Photo : Le 21 mai au matin, la police a violemment investi un campement pacifique à l’université du Michigan.
La cible était un campement non violent d’étudiants non armés qui dormaient dans des tentes devant la bibliothèque des étudiants de premier cycle. Ils étaient là pour protester contre la complicité de l’U-M avec la guerre génocidaire contre le peuple palestinien à Gaza et en Cisjordanie que les États-Unis soutiennent . Était ciblée une composante particulièrement visible : celle des étudiants juif.s de l’U-M (parmi les étudiants du premier cycle,, on compte environ 25 % de juifs), qui sont convaincus que la manière la plus efficace de lutter contre l’antisémitisme est de s’allier avec les opposants au racisme, à l’islamophobie, au colonialisme et à l’oppression de classe.
Comme en témoignent plusieurs vidéos visibles sur Instagram, des témoignages directs diffusés sur X, une lettre de protestation signée le 21 mai par plus de 400 enseignants, une interview de Salma Hamamy, étudiante à la chaîne « Democracy Now », le 22 mai, et d’autres sources d’information, les assaillants en tenue anti-émeute ont aspergé les jeunes de gaz poivré comme ils auraient pu le faire avec des lances à incendie, leur ont lancé des chaises et des tables, les ont frappés avec des matraques, les ont jetés à terre et en ont arrêté quatre, tandis que d’autres ont été envoyés à l’hôpital.
Dans une déclaration préparée à l’avance et publiée à peu près au même moment, le président de l’U-M, M. Ono, a déclaré, imitant aussi bien que possible Homer Simpson : « Des moments comme celui-ci démontrent exactement pourquoi la liberté d’expression est si importante et doit être reconnue » :
Dans ce courrier, il a poursuivi en déformant l’histoire du mouvement de protestation sur le campus, incriminant un type de comportement qui aurait fait du campus de l’U-M un lieu dangereux du fait de prétendus débordements survenus lors de précédentes manifestations pro-palestiniennes, ainsi que de comportements à risques qui auraient été observés dans le campement. Dans sa réponse, la faculté fait remarquer que les incidents de ce type sont sans commune mesure avec ceux qui ont eu lieu dans le passé lors d’autres manifestations politiques à l’U-M, ou à l’occasion d’événements sportifs, et qu’ils n’ont pas suscité de réaction similaire. La principale allégation (un « risque d’incendie ») était une invention malveillante.

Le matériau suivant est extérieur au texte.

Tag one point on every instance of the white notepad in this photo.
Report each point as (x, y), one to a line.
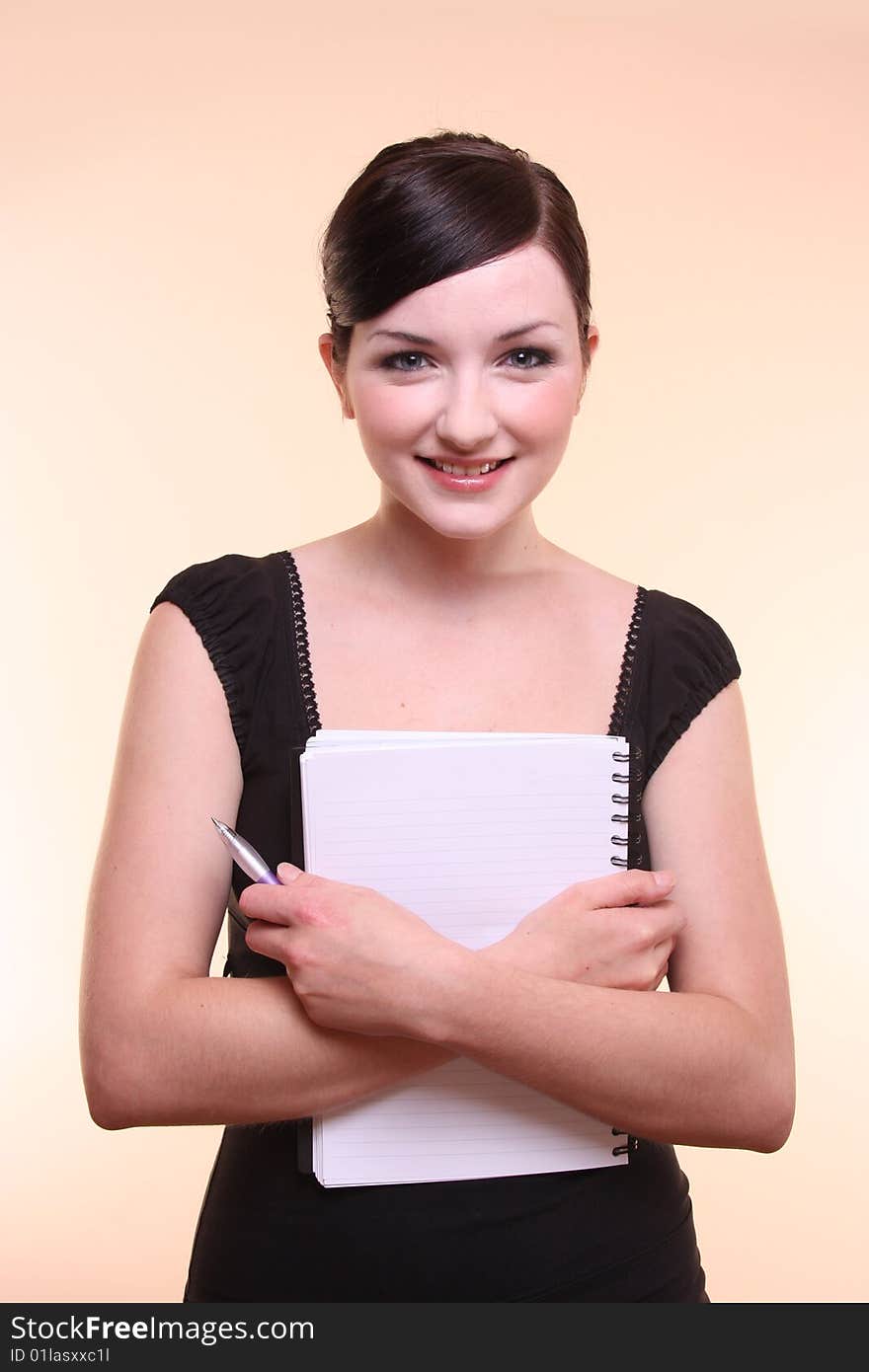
(470, 832)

En d’autres termes, la lettre du président Ono à la communauté de l’U-M était un cours magistral d’alchimie politique dans lequel la répression de la dissidence légitime se trouvait remaniée et renversée en une proclamation de principe des vertus démocratiques qui devaient être défendues ardemment, pendant que du gaz poivré arrosait les visages de ceux qui appliquaient ces principes dans la pratique. Le courage politique est peut-être rare, mais dans le cas du campement et des revendications politiques qu’il portait, il était déjà clairement possible de dialoguer et de parvenir à des compromis, comme l’ont fait les administrations des universités Brown, Rutgers, Wesleyan, Northwestern, Oregon, et bien d’autres encore.
Pourtant, l’U-M a choisi de se détourner du chemin de la raison, et de maintenir sa ligne de conduite sur le long terme qui consiste à se soucier davantage d’étouffer et de réprimer les étudiants idéalistes que d’agir pour mettre fin au massacre actuel des civils à Gaza.
Les autorités et les administrateurs de l’U-M ne partagent peut-être pas tous les mêmes idées sur le plan politique, mais ce qui lie cette coalition hétéroclite, c’est une opposition partagée à la transparence, à une communication ouverte et régulière avec les étudiants et le corps enseignant, et une disposition à compromettre la sécurité des étudiants en prétendant protéger théoriquement la sécurité de l’U-M. Ils ont maintenant dilapidé leur crédibilité de manière flagrante par des distorsions éhontées de la valeur des mots, des définitions élastiques des notions de « sécurité » et de « perturbation », et la fabrication de leur propre mythologie, tristement stupide, selon laquelle il faut détruire les protestations légitimes pour les protéger.
La réalité, néanmoins, a une fâcheuse tendance à refaire surface, et je me souviens de ce que Peter Beinart, rédacteur en chef de Jewish Currents, a publié sur « X » le 9 février dernier pour défendre des manifestants qui avaient été arrêtés dans les mêmes circonstances :
« Un jour, lorsque soutenir l’apartheid en Israël-Palestine sera aussi inconcevable que de le soutenir en Afrique du Sud, les Juifs américains se souviendront de ces jeunes militants comme nous nous souvenons des Freedom Riders juifs du début des années 60. Réprouvés aujourd’hui, ils seront un jour reconnus comme des héros ».